Sibyl lives in London with her boyfriend Simon and works in an esoteric department of the Institute for Prehistorical Studies. When Helen, a glamorous academic from Sibyl’s past, is appointed to the management of the institute, Sibyl’s life starts to go wrong. Helen – whom Sibyl is sure is a fraud who unfairly marked down her final grades – not only makes a beeline for Simon, but also claims ownership of research that Sibyl herself did while at university.

Helen soon gets Simon, and Sibyl is left reeling, with nowhere to live and a gaping hole in her social life. She stumbles through her days, trying all sorts of things to get over it all.  But Sibyl is not the pushover Helen thought she was, and eventually she gets her revenge on her nemesis in her own quietly brilliant way.

Ruth Thomas’s writing is superlative; this story is full of nuance and subtle jokes, with such good observations of the minutiae of everyday life – and in particular the minutiae of a break up; it’s not all drama and hysterics, and much more ‘where on earth will I live?’ and one’s mother handing out books with titles likes ‘When life gives you lemons…’  The scenes at Sibyl’s parents’ house are both painful and brilliantly funny.

The eccentric, obsessive academics at the institute are reminiscent of Barbara Pym at her best (and as someone who worked in such a place for several years, I know them to be completely accurate). Raglan, Sibyl’s pensive, sad manager is a wonderfully understated character. Her new flatmate Esther is instantly recognisable; well-meaning but constantly in Sibyl’s face, with no concept of tact when speaking with a recently deserted friend – she suggests that the two of them should go to see a film called ‘Get Over It’, and when she gets a new boyfriend herself, her oversharing about sex is excruciatingly real.
I appreciated the way in which Thomas leaves the ending of the story open; we don’t know if Sibyl will find happiness with one of the eccentric characters she’s met – maybe Bill from the Brixton Library or even Dave from the institute basement – but what we do know, and rejoice for, is that she has recovered her sense of self, a sense that for some time seemed to be in free fall.

The Snow and the Works on the Northern Line is exactly my kind of book; quiet, clever, funny and above all so well observed that I still think about the characters six months after reading the final page.

His Bloody Project by Graeme Macrae Burnet

Graeme Macrae Burnet is such an accomplished, unpredictable writer. One minute he is writing about two people having an affair [or were they?] in provincial France (The Accident on the A35), the next about a strange young man accused of three brutal murders in a remote Highland village in 1869. Roddy Macrae has killed the girl he loved, her father and her young brother – but why? Was he insane or did he kill in cold blood? What is Roddy’s view of the truth? What is the prosecutor’s? The psychiatrist’s?

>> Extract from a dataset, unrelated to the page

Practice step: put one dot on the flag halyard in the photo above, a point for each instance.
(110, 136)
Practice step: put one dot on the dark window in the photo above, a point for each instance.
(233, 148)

As ever Macrae Burnet tells a gripping story in a vividly imagined setting, while at the same time examining the nature of truth, and what Justine Jordan, reviewing for the Guardian, called its ‘multiple unreliable perspectives.’

The plot, which is presented as a true story (another play on the definition of ‘fact’), is fascinating, but what has also stayed with me from His Bloody Project is the unrelenting misery of life – for the poor at least – in these isolated crofting communities totally in thrall to the local laird and his henchmen.  Living as I do on what is still, to a certain extent, feudal Deeside, where the estates are still major employers, I can imagine just how oppressed and hopeless many people must have felt.

It’s no surprise that His Bloody Project was nominated for the 2015 Booker Prize. The real surprise is that it didn’t win.

So there they are, my twelve top reads. I would find it impossible to give first place to just one of them, but the shortlist would, I think, consist of The Snow and the Works on the Northern Line, The Alice B Toklas Cookbook and The Bell Jar. But they were all great.